De relatie tussen het Maunderminimum en de toen heersende extra lage temperaturen tijdens de kleine ijstijd in Europa kan hiermee worden verklaard.
De beweging van de zon door de spiraalstructuur van het melkwegstelsel en de daarmee veranderende hoeveelheid kosmische straling die het zonnestelsel bereikt, kan als oorzaak gezien worden van de ijstijden.
Het is wetenschappelijk gezien van groot belang dat de mogelijkheid bestaat om Svensmark's hypothese te toetsen. Bij CERN in het CLOUD-project wordt onderzocht hoe kosmische deeltjes na hun binnenkomst in de troposfeer veranderen in muonen en daarbij vrije elektronen afgeven. Deze elektronen fungeren dan als katalysator en vormen condensatiekernen waarrond aerosolen en dus wolken (waterdruppeltjes) ontstaan.[1]

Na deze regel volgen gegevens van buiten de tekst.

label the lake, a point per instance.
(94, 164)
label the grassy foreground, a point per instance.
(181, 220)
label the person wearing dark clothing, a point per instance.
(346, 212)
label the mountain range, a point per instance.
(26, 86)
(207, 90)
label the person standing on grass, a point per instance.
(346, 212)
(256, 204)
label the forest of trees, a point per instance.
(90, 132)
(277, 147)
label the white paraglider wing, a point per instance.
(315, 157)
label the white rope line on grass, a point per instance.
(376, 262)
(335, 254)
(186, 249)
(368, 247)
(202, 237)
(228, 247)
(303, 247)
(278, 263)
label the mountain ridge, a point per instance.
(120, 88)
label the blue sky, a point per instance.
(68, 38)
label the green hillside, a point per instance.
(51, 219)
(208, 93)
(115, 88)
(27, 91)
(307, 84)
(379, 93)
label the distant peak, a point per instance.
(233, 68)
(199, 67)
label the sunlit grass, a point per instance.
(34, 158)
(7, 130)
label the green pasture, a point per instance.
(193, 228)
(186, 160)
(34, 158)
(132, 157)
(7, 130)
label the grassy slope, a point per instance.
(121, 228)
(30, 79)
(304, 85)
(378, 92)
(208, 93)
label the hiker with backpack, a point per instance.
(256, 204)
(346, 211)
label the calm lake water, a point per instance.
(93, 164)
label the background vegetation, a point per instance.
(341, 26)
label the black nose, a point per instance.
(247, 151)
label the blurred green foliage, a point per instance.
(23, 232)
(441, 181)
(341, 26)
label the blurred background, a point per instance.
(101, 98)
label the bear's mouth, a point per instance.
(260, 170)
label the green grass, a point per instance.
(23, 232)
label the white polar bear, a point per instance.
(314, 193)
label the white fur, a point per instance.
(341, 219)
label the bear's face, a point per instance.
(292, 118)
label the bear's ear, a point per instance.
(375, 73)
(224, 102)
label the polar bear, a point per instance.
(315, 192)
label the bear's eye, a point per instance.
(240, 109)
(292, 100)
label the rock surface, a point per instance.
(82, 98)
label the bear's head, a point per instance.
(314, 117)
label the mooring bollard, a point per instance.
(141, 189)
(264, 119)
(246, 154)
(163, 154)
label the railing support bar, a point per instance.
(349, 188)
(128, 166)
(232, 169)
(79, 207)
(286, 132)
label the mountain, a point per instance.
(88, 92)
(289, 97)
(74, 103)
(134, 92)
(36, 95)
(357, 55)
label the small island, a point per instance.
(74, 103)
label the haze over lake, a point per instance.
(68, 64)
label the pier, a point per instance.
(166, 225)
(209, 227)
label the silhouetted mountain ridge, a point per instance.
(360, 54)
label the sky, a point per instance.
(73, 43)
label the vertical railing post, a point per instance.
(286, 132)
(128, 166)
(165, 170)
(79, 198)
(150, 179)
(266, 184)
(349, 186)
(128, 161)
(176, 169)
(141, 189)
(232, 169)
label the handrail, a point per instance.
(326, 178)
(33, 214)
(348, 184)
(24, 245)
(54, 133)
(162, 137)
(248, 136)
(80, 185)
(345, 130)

In 1997 lanceerden Svensmark en Eigil Friis-Christensen een theorie die kosmische straling verbond met veranderingen in de gemiddelde wereldtemperatuur. Volgens beide Denen zijn deze temperatuurfluctuaties het gevolg van variaties in de intensiteit van de zonnewind. Ze noemen deze theorie kosmoklimatologie. Dit idee was al eerder (1975) geopperd door Robert Dickinson. Een kleinschalig laboratoriumexperiment werd in het Danish National Space Center gedaan.[2] Svensmarks onderzoek ondergraaft de overheersende rol die de CO2-stijging speelt in het huidige klimaatdebat. Daarom krijgt hij erg veel scherpe kritiek.
Op de klimaattop in Kopenhagen, tijdens een discussie op 14 december 2009, die live werd uitgezonden op de Deense TV kreeg Svensmark een hartaanval of hartritmestoornissen, viel neer en moest naar het ziekenhuis worden afgevoerd.